De l’autre, Bernie Sanders ou Elizabeth Warren, proposant une révolution du parti démocrate; de la sauce sriracha.
La course à l’investiture démocrate prend véritablement son envol lors des primaires du New Hampshire. Les primaires suivent le caucus de l’Iowa du 3 février 2020, remporté par Pete Buttigieg avec 14 délégués attribués pour la convention démocrate de juillet, selon les instances du parti. Bernie Sanders suit de près avec 12 délégués bien qu’il ait remporté le vote populaire, alors qu’Elisabeth Warren et Joe Biden n’ont rassemblé respectivement que 8 et 6 délégués.
Comme en 2016, Bernie Sanders a remporté les primaires du New Hampshire. Talonné par Pete Buttigieg et Amy Klobuchar, le sénateur indépendant du Vermont ne cumule qu’autour de 26% des voix selon l’Associated Press, faisant de lui le gagnant des primaires avec le plus bas total de votes dans l’histoire de l’État. Cette victoire lui procure 9 délégués sur les 24 prenables au New Hampshire.
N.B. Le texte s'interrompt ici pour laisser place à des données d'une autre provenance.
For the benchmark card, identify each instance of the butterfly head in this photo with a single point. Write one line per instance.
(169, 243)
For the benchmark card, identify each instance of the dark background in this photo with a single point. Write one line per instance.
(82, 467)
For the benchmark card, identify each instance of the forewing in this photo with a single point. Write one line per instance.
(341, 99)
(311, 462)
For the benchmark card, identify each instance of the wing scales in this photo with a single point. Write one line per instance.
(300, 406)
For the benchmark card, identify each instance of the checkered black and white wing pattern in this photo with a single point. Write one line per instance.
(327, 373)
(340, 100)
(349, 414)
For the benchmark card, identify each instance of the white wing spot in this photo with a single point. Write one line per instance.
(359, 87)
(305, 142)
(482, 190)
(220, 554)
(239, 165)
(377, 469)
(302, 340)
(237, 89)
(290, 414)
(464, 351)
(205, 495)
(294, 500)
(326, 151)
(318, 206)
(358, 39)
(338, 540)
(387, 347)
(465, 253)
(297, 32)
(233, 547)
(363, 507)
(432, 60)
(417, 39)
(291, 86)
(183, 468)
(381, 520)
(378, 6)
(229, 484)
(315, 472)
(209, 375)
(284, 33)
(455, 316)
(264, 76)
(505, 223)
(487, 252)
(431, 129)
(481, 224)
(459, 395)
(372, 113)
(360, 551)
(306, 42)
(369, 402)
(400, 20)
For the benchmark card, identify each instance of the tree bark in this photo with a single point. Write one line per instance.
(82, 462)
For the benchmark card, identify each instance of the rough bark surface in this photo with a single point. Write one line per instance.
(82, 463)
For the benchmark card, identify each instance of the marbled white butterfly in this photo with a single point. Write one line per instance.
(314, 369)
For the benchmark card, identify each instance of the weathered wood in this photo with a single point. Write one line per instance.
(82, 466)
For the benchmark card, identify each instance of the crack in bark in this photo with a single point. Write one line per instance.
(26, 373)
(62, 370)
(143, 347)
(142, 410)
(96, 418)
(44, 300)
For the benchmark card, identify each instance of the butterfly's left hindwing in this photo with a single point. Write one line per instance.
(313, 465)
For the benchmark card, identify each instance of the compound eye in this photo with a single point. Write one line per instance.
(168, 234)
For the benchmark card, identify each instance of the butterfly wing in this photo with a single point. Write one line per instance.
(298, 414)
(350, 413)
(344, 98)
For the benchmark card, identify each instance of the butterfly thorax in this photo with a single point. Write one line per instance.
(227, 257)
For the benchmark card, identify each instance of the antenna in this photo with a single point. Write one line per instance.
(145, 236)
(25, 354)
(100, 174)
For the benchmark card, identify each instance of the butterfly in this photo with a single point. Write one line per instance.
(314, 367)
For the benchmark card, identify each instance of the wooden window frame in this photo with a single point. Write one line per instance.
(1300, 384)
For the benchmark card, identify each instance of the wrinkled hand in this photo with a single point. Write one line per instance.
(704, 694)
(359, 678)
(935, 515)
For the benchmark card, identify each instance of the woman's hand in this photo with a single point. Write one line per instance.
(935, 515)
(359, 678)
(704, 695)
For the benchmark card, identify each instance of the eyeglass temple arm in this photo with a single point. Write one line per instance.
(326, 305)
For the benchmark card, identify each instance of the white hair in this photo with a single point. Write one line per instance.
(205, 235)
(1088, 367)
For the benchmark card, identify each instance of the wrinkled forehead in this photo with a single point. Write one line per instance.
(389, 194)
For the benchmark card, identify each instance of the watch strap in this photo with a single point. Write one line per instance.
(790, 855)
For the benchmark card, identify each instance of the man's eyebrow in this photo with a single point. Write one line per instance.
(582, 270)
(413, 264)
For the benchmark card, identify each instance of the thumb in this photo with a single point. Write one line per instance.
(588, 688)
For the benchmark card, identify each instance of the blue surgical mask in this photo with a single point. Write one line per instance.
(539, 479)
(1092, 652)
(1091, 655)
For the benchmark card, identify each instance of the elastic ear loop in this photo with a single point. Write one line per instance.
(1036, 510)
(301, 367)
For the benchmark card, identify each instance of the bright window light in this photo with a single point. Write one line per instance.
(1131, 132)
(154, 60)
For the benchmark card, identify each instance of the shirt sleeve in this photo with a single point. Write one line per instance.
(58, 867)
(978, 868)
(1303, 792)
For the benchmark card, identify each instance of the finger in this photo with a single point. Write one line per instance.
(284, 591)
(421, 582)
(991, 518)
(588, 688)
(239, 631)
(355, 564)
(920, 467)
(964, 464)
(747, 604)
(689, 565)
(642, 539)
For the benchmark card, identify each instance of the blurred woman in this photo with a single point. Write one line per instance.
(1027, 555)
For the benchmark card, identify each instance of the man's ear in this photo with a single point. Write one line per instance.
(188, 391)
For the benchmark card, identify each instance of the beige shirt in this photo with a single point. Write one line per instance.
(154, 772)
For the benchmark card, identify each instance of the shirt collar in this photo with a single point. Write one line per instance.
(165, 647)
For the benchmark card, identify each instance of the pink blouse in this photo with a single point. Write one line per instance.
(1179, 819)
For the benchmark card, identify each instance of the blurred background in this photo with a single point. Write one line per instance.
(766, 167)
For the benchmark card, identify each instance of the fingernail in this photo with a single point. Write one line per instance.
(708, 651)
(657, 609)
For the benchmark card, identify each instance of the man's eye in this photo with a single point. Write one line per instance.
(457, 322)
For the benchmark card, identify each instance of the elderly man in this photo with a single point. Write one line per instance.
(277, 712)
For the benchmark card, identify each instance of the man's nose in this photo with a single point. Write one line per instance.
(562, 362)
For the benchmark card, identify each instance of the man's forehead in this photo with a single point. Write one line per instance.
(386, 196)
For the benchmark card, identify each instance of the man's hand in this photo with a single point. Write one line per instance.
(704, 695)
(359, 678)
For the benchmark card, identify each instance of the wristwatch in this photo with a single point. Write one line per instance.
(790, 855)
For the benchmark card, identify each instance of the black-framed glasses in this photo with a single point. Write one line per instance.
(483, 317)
De son côté, Joe Biden essuie un second revers en ne récoltant que 8,4% des votes dans l’État du nord-est. Sa campagne repose maintenant sur les États du Nevada et surtout de la Caroline du Sud, qui sont les prochains à voter. Biden peut espérer renverser la vapeur grâce à des communautés afro-américaines plus imposantes dans ces régions, chez lesquelles l’ancien vice-président est davantage populaire que ses opposants.
Les Névadains passeront à table le 22 février et les Sud-Caroliniens, une semaine plus tard.